En tête dans 36 communes sur 40
Dans le détail des votes comptabilisés dimanche, Jean-Luc Mélenchon ne laisse avec son Union populaire (qui est la bannière sous laquelle LFI a mené la campagne présidentielle) que quatre communes lui échapper au profit d’Emmanuel Macron sur les 40 que compte le département.
A Coubron, il arrive 3ème avec 22,44% de voix derrière le président sortant (24,95%) et Marine Le Pen (24,74%). A Gournay, il se positionne en très net retrait par rapport à Emmanuel Macron (20,22% contre 32,23%), comme au Raincy (21,36% contre 33,08%), tandis qu’à Neuilly-Plaisance les résultats ont été plus serrés (28,08% contre 30,91%).

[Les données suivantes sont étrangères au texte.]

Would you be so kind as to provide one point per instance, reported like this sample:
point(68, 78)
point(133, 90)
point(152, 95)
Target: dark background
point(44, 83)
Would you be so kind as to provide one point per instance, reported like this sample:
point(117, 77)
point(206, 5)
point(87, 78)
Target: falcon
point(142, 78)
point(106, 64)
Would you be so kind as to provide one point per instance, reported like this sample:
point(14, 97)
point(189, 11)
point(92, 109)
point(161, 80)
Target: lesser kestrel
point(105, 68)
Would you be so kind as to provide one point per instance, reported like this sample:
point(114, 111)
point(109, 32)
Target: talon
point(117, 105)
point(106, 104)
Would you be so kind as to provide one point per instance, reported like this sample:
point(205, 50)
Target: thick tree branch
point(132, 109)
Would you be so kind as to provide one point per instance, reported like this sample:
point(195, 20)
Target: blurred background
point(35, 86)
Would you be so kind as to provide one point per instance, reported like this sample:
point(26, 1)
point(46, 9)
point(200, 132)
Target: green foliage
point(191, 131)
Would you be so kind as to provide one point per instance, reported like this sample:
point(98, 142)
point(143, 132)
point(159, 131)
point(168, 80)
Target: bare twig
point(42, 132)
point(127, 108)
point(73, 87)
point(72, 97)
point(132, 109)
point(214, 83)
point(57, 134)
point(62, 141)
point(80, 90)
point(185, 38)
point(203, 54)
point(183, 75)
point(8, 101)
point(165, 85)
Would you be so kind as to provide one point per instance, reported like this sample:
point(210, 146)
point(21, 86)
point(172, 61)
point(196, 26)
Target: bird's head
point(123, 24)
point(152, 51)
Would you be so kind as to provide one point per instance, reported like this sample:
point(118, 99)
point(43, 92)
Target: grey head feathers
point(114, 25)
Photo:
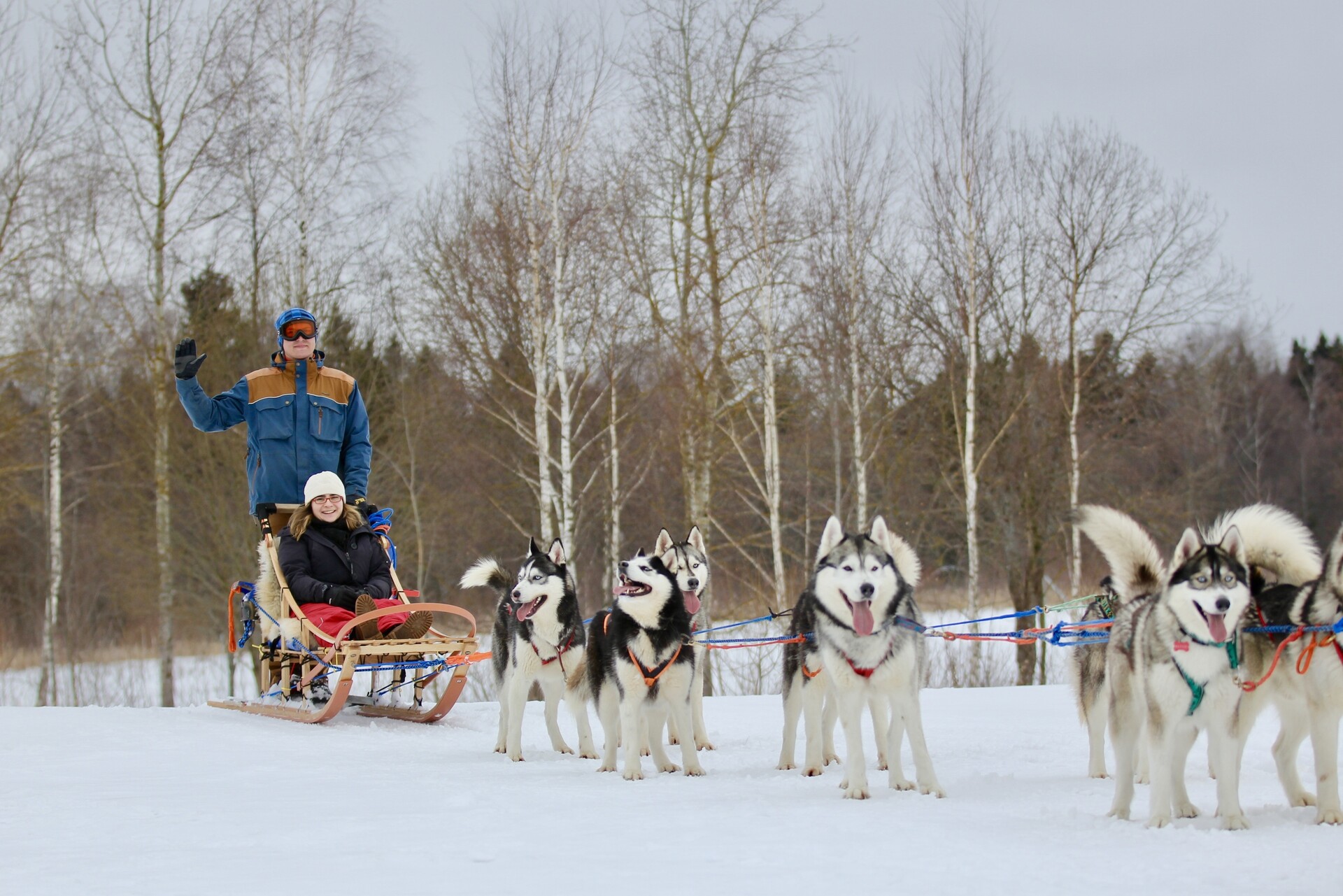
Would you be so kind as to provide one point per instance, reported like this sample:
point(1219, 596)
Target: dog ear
point(1334, 564)
point(832, 536)
point(1235, 544)
point(1188, 547)
point(880, 534)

Comme une lame de fond, Jean-Luc Mélenchon s’est placé en tête dans de nombreuses villes aujourd’hui administrées par un maire de droite ou de centre-droit comme à Dugny (avec 58,53%) ou Drancy (45,79%) où il se situe devant devant Marine Le Pen et où Valérie Pécresse n’arrive que 5ème. Même cas de figure à Bondy (53,55%), Le Blanc-Mesnil (52,88%), Les Pavillons-sous-Bois (35,48%), Livry-Gargan (35,32%) Monfermeil (41,12%) ou encore Rosny-sous-Bois (39,48%).
Le PS au plus bas
A gauche de l’échiquier politique, Jean-Luc Mélenchon laisse loin derrière ses rivaux: Yannick Jadot (EELV) avec 3,56%, Fabien Roussel (PCF) qui obtient 2,14% et Anne Hidalgo (PS) qui se contente de 1,08%, soit 5 890 voix, derrière Nicolas Dupont-Aignan 1,16%. Un résultat à comparer avec celui de Benoit Hamon en 2017 qui avait alors réuni 45 506 voix (8,41%). L’Union populaire dépasse même la barre des 60% à Saint-Denis, ville administrée par le socialiste Mathieu Hanotin depuis 2020.
“Vote utile à gauche”
“Contrairement à 2017, les électeurs de gauche ont tous revoté à gauche“, analyse Stéphane Troussel, président socialiste du conseil départemental de Seine-Saint-Denis, qui a été porte-parole d’Anne Hidalgo pendant la campagne présidentielle. “A l’évidence, c’est le crash des partis de gauche et en particulier du parti socialiste. Les électeurs ont fait le choix du vote utile. Ça veut dire qu’ils ont finalement très bien compris la logique de la 5ème République.”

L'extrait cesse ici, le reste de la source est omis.